Guess who I learned that from.
So when fat boy turns to me and says, “You got a name, ugly?”
Fuck the plan.
I step up to his intake desk. Particle board painted white. I’ll tell you who I am, I say in my head. I’m an ID-ridden ball of chaos, motherfucker. I’m your worst nightmare. My eyes feel a little like they are going to shoot out of my head and shatter his face into a zillion pieces. I open my mouth. And then
My.
Throat.
Flaps.
BANG.
Voice.
“YEAH,” I go, much to the surprise of Little Teena and Ave Maria, and maybe even me. “I have a name, assfuck. My name is Dora,” I say, and then I lurch across his pathetic little desk and bite his cheek exactly like a chimp mauling its so-called human parent would.
31.
“GET HER OFF ME GET HER OFF!” THE HUMAN PUFFERFISH screams.
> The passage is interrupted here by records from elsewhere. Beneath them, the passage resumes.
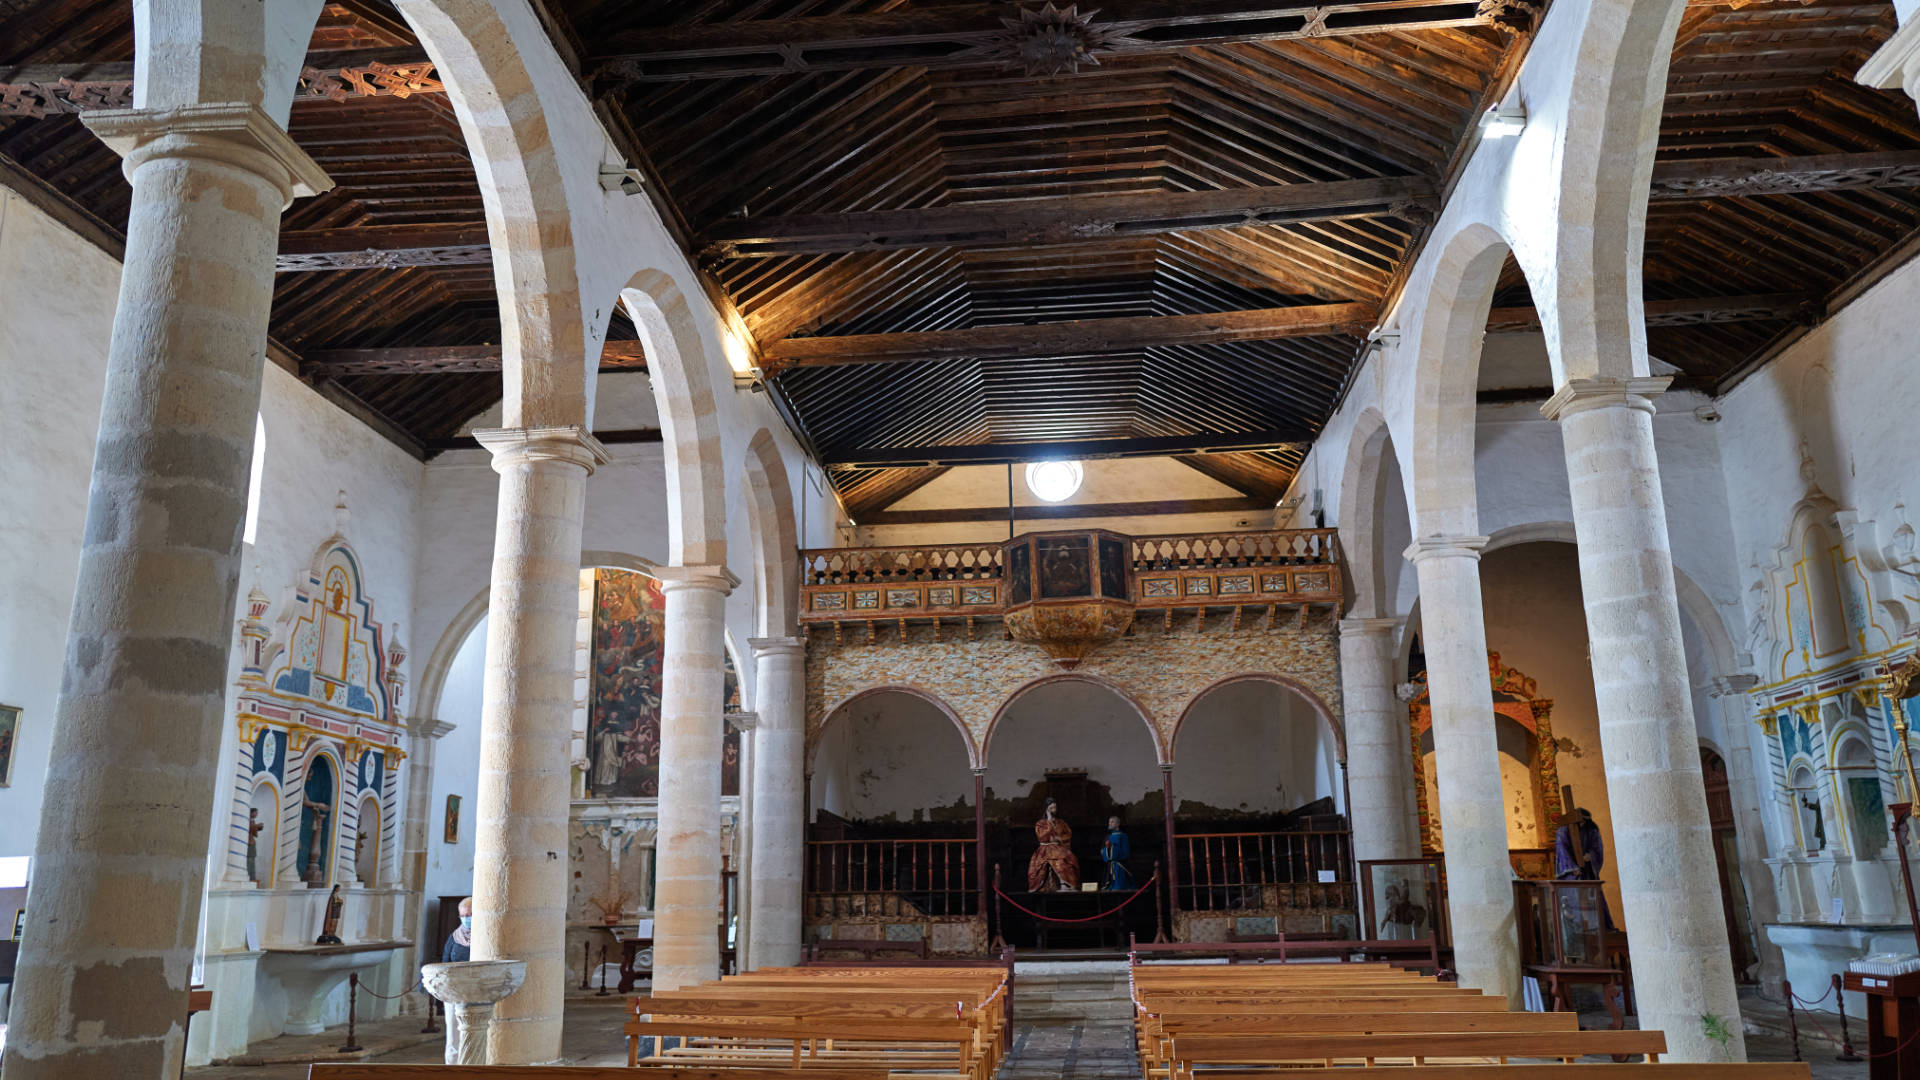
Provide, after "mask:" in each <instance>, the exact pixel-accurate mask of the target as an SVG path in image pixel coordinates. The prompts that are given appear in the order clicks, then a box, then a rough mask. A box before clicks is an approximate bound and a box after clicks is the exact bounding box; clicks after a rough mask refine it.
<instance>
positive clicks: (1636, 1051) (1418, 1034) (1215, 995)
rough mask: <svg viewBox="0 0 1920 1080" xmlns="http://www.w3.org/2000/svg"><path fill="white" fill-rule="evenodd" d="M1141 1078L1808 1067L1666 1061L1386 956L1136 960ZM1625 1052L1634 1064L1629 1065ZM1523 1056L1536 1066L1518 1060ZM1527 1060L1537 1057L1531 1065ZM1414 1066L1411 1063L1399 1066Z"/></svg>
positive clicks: (1671, 1074) (1567, 1022) (1433, 1076)
mask: <svg viewBox="0 0 1920 1080" xmlns="http://www.w3.org/2000/svg"><path fill="white" fill-rule="evenodd" d="M1131 974H1133V1003H1135V1028H1137V1038H1139V1049H1140V1067H1142V1072H1144V1076H1146V1080H1192V1078H1194V1074H1196V1072H1200V1074H1204V1076H1206V1078H1210V1080H1212V1078H1219V1080H1231V1078H1235V1076H1246V1074H1252V1072H1267V1070H1281V1068H1284V1070H1286V1072H1284V1076H1286V1080H1311V1078H1317V1076H1338V1078H1340V1080H1363V1078H1367V1076H1375V1074H1379V1076H1394V1078H1398V1080H1521V1078H1523V1080H1534V1078H1542V1080H1561V1078H1565V1076H1569V1074H1567V1072H1565V1067H1567V1065H1571V1063H1576V1061H1580V1059H1582V1057H1590V1055H1603V1057H1611V1059H1613V1061H1615V1063H1620V1065H1596V1067H1586V1065H1582V1067H1580V1068H1584V1070H1586V1072H1576V1074H1572V1076H1576V1078H1588V1080H1607V1078H1611V1076H1619V1078H1626V1080H1655V1078H1670V1080H1680V1078H1686V1080H1736V1078H1738V1080H1807V1078H1809V1076H1811V1074H1809V1070H1807V1065H1801V1063H1791V1065H1788V1063H1780V1065H1663V1063H1659V1055H1661V1053H1665V1051H1667V1036H1665V1034H1663V1032H1640V1030H1580V1026H1578V1017H1576V1015H1572V1013H1513V1011H1509V1009H1507V999H1505V997H1494V995H1486V994H1482V992H1478V990H1467V988H1461V986H1457V984H1453V982H1450V980H1442V978H1436V976H1428V974H1415V972H1411V970H1404V969H1398V967H1392V965H1377V963H1344V965H1315V963H1306V965H1135V967H1133V969H1131ZM1630 1057H1642V1059H1644V1061H1642V1063H1632V1065H1626V1061H1628V1059H1630ZM1515 1059H1534V1061H1536V1063H1524V1065H1523V1063H1515ZM1538 1061H1544V1065H1542V1063H1538ZM1409 1065H1411V1067H1417V1070H1413V1072H1409V1068H1407V1067H1409Z"/></svg>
I taste metal. Chub’s blood.
Then I see rainbow lightning? No, it’s Crazy String – you know, that kid crap you shoot out of a can – being shot all over the place, no doubt by a one-eyed blonde girl who is piping high notes all over the room. Before I can say, “Where the fuck did you get Crazy String?” Ave Maria gets a hold of a hand-held bullhorn from tubby the tubs desk – you know, the kind that make the ear -piercing BLAP noise.
BLAP!
And
BLAP!
I swear those things could give you a heart attack.
Lardo struggles away from my monkey attack. I froth and growl.
“Just what the fuck is going on here?” he screams, cupping his newly gnawed on cheek, striking a defensive fat boy pose.
Little Teena deftly dips in and snags the Taser right off of chub butt’s hip holster. Momentarily deafened from the BLAP, also bleeding from the meat of his cheek, also blinded by Crazy String wrapped all over his face and head, intake guy gets three Taser shots from Little Teena straight to the gut. Fatty slaps at the air and then falls out of his chair onto the floor, making a little “maaaaaawwwrrrrllll” sound.
“He’s Tased, bro!” Ave Maria pipes, jumping up and down.
Undeterred and seemingly in control, Little Teena rummages around in the desk drawers. Duct tape is in there like it was waiting for us. He chucks it at me. “Mouth, wrists, ankles,” he shouts, wielding the Taser like a Glock. Man, mutton chops just look right on him. It’s a little disturbing.
I’m pretty much deaf from the BLAP horn too, but I know what to do. Mouth, wrists, ankles. Oh jeez. Blubbo has cankles. While I’m taping Godzilla up, Little Teena climbs a chair and fiddles with the security camera.
“What are you doing?” I go. But then I get it. Duh. He’s taking out the SD card. Now we’ll have a film of ourselves. Brilliant.
But this whole scene has ramped up from zero to sixty pretty fucking fast. I am sweating under my tits and on my upper lip. Fuck. Think straight. Then someone’s tugging on my arm from below. Ave Maria? Little Teena? Security?